Intro to parallel computing
Parallel programming in Chapel
Chapel provides high-level abstractions for parallel programming no matter the grain size of your tasks, whether they run in a shared memory or a distributed memory environment, or whether they are executed “concurrently” (frequently switching between tasks) or truly in parallel. As a programmer you can focus on the algorithm: how to divide the problem into tasks that make sense in the context of the problem, and be sure that the high-level implementation will run on any hardware configuration. Then you could consider the specificities of the particular system you are going to use (whether is shared or distributed, the number of cores, etc.) and tune your code/algorithm to obtain a better performance.
To this effect, concurrency (the creation and execution of multiple tasks) and locality (on which set of resources these tasks are executed) are orthogonal (separate) concepts in Chapel. For example, we could have a set of several tasks that would be running as shown below:
And again, Chapel could take care of all the stuff required to run our algorithm in most of the scenarios, but we can always add more specific detail to gain performance when targeting a particular scenario.

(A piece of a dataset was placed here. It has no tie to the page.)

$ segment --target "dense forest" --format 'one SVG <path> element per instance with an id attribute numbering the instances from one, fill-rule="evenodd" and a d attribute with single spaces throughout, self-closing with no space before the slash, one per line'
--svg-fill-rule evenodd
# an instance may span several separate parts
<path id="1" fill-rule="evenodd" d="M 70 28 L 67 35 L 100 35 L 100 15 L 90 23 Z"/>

Task parallelism is a style of parallel programming in which parallelism is driven by programmer-specified tasks. This is in contrast with data parallelism which is a style of parallel programming in which parallelism is driven by computations over collections of data elements or their indices.
Chapel provides functionality for both task- and data-parallel programming. Since task parallelism is lower level (you tell the computer how to divide your computation into tasks) than data parallelism, it is considerably more difficult. In this course we will focus mostly on data parallelism, but we will briefly cover task parallelism towards the end of the course.
Running single-local parallel Chapel
Make sure you have loaded the single-locale Chapel environment:
$ module load chapel-multicore/2.4.0
In this lesson, we’ll be running on several cores on one node with a script shared.sh
:
#!/bin/bash
#SBATCH --time=0:5:0 # walltime in d-hh:mm or hh:mm:ss format
#SBATCH --mem-per-cpu=3600 # in MB
#SBATCH --ntasks=1
#SBATCH --cpus-per-task=4
#SBATCH --output=solution.out
./test